Jaminan hak dan perlindungan itu diatur secara eksplisit dalam RUU?
Oh, ada. Dulu, PKWT itu tidak ada kompensasi kalau berakhir masa kerjanya. Sekarang, kalau kontrak berakhir, dia mendapat kompensasi. Pengusaha akhirnya berpikir, mau saya kontrak terus-terusan pun, tetap saja saya harus bayar pesangon. Ini sebenarnya bentuk perlindungan yang tidak kita atur dalam UU sebelumnya.
Berapa besar kompensasinya? Menyerupai pesangon untuk pekerja tetap?

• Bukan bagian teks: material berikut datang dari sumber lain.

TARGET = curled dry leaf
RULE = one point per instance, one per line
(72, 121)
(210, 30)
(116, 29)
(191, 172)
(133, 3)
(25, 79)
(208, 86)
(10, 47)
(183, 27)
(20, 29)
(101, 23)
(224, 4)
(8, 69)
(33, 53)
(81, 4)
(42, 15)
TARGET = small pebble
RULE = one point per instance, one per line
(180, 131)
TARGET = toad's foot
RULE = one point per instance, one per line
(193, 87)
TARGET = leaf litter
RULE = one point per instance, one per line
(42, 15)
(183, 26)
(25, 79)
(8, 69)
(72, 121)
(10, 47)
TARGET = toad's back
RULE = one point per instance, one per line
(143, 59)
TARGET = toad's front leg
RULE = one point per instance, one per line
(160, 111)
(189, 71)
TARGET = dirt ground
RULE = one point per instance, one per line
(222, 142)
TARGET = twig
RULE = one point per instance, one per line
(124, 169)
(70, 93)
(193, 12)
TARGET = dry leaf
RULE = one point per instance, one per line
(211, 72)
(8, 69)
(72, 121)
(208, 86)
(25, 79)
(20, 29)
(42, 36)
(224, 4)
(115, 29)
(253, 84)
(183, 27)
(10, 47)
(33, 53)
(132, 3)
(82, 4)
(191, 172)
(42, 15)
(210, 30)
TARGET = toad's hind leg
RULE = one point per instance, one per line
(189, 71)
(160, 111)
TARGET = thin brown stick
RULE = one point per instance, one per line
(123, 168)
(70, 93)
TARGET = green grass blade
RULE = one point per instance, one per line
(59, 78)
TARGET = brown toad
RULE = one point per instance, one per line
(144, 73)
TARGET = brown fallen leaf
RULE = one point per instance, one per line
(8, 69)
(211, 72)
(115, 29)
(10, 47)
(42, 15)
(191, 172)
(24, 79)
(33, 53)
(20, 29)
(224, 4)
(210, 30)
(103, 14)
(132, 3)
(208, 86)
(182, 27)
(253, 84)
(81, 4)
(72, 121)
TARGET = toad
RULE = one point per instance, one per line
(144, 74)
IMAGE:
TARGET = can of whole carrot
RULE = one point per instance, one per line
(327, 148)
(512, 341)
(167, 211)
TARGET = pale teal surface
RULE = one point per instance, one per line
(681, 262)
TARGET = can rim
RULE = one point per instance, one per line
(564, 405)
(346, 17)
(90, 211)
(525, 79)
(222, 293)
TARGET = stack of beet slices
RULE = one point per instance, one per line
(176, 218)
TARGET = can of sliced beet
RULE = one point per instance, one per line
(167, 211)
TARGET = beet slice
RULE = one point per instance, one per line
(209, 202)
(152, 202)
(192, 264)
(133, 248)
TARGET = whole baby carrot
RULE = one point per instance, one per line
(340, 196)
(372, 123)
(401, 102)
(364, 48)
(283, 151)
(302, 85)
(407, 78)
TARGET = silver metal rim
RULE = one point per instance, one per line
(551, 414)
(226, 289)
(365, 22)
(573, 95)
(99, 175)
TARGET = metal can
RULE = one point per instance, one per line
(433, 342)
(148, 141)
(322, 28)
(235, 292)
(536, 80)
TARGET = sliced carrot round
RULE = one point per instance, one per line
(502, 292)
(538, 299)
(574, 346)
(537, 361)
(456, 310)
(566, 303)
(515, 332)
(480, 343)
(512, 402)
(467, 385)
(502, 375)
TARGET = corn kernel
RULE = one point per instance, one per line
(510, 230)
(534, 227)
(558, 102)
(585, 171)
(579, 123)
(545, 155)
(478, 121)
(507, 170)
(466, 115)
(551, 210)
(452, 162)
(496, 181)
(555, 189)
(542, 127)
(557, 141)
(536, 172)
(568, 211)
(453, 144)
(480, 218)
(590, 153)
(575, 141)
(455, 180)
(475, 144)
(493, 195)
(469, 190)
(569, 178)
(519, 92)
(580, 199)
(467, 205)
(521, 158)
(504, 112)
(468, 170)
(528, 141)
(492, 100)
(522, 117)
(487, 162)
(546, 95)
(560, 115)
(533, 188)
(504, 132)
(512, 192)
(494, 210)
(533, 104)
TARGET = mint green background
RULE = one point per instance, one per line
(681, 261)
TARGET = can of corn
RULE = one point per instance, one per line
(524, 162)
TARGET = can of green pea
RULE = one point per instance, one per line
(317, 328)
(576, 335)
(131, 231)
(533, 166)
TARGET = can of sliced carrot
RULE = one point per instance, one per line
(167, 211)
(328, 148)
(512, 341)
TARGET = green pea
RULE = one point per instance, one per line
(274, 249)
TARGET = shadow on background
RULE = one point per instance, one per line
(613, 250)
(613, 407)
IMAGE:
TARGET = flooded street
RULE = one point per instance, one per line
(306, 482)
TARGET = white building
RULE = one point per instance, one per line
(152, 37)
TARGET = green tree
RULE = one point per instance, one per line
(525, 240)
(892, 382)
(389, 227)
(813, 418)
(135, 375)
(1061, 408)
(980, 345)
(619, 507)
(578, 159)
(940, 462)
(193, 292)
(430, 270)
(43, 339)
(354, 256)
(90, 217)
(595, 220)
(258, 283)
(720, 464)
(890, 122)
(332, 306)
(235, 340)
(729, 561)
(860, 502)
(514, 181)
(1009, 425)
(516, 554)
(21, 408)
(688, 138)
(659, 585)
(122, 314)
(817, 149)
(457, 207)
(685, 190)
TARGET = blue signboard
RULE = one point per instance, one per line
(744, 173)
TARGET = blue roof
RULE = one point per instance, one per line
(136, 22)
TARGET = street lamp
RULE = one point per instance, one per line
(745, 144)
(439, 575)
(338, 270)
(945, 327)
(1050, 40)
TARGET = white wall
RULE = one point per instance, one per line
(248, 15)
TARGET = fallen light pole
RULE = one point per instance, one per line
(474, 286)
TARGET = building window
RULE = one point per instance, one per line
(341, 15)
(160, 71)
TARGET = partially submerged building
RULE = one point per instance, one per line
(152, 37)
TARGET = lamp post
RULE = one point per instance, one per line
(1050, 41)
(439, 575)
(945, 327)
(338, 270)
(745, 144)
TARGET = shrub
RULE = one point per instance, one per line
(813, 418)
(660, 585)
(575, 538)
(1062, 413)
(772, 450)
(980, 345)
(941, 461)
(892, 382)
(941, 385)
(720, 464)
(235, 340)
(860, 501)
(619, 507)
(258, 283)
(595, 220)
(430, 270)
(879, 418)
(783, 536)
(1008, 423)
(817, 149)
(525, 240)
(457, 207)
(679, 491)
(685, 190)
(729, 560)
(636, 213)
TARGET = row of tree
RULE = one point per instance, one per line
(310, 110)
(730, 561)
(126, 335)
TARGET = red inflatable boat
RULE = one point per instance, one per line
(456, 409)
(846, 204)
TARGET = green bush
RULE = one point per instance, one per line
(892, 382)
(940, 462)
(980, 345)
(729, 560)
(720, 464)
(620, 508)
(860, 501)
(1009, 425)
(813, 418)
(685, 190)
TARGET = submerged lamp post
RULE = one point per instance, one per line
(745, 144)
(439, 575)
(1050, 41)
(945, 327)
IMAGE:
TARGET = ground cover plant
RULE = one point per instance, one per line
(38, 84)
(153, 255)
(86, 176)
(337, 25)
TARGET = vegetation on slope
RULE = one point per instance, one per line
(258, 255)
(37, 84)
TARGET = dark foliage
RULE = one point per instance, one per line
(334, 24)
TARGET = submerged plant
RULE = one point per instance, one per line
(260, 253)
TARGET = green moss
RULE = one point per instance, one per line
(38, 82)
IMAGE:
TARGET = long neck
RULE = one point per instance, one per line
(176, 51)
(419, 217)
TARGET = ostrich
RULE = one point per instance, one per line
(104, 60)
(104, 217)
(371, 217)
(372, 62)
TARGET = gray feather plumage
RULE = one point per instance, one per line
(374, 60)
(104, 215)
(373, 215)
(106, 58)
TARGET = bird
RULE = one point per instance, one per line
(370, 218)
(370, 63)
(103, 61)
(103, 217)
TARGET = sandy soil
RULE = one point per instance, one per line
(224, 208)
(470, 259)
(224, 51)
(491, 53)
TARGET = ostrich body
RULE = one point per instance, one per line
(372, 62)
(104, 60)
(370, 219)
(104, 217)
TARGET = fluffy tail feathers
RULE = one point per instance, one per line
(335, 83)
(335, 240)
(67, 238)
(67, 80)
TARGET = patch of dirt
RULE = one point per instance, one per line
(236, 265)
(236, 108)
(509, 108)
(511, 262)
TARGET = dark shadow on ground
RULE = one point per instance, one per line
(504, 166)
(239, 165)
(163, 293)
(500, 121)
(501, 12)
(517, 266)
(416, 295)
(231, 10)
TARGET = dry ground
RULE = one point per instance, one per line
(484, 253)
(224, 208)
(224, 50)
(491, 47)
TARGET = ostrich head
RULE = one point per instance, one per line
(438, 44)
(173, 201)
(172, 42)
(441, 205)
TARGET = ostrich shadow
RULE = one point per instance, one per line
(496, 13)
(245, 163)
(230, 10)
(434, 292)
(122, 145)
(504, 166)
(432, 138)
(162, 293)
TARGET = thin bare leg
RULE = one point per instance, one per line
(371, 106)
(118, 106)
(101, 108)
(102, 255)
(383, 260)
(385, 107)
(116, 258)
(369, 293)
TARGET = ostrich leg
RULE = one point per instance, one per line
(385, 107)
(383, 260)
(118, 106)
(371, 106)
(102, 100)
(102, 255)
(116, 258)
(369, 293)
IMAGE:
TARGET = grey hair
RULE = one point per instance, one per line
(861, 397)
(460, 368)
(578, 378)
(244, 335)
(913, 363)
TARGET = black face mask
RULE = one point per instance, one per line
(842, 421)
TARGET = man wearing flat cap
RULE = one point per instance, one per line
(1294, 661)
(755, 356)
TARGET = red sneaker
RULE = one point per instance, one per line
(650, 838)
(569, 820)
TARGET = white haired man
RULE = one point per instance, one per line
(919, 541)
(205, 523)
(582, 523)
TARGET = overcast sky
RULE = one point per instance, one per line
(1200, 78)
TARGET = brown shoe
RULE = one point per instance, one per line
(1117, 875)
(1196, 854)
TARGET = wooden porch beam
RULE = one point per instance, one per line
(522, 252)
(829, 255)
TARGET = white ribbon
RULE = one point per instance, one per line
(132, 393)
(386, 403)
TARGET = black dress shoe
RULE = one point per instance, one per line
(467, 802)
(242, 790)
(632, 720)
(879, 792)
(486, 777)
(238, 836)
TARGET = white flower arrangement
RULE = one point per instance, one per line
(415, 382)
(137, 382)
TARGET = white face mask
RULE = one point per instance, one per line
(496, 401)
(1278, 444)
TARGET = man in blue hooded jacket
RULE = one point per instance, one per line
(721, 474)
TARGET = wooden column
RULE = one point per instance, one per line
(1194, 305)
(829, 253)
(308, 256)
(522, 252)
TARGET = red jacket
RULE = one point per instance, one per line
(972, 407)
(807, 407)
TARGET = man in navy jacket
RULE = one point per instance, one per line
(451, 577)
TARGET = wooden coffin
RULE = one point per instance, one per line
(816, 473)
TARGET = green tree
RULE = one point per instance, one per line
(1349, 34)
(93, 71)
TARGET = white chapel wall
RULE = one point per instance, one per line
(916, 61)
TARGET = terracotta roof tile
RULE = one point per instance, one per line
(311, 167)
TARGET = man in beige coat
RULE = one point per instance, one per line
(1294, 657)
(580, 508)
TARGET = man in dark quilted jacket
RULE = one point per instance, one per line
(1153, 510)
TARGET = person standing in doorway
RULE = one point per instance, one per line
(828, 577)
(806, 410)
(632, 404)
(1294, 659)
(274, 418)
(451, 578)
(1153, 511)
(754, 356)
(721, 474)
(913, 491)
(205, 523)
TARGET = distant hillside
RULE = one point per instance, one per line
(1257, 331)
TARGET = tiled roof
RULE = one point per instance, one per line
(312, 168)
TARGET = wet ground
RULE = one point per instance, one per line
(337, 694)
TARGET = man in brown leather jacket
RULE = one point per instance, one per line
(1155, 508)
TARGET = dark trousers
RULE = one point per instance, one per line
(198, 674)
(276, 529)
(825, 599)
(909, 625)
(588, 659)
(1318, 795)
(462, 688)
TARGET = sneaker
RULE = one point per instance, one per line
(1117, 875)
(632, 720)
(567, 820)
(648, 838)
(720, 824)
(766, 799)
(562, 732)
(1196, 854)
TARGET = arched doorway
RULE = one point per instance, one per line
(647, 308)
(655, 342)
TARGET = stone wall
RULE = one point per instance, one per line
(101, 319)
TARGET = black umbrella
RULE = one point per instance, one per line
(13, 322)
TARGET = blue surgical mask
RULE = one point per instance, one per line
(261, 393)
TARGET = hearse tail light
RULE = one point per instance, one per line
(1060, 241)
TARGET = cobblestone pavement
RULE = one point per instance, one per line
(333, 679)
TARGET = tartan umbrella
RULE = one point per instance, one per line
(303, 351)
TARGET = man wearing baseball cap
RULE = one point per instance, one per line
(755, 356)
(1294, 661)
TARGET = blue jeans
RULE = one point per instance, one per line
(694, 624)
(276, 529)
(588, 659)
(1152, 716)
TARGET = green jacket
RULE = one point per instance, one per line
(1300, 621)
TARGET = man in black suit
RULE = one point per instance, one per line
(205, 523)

Untuk sementara ini, kira-kira untuk masa kerja satu sampai 12 bulan, mendapat kompensasi satu bulan gaji. Itu masih kira-kira, karena nanti akan didiskusikan untuk diatur dalam PP. Ada yang bertanya, bagaimana kalau kurang dari 12 bulan? Tentu nanti akan dihitung secara proporsional sesuai masa kerja.
Pada prinsipnya, RUU ini ingin melindungi semua pekerja. Kelompok pekerja yang eksis, kelompok pencari kerja, dan kelompok pekerja di sektor UMKM.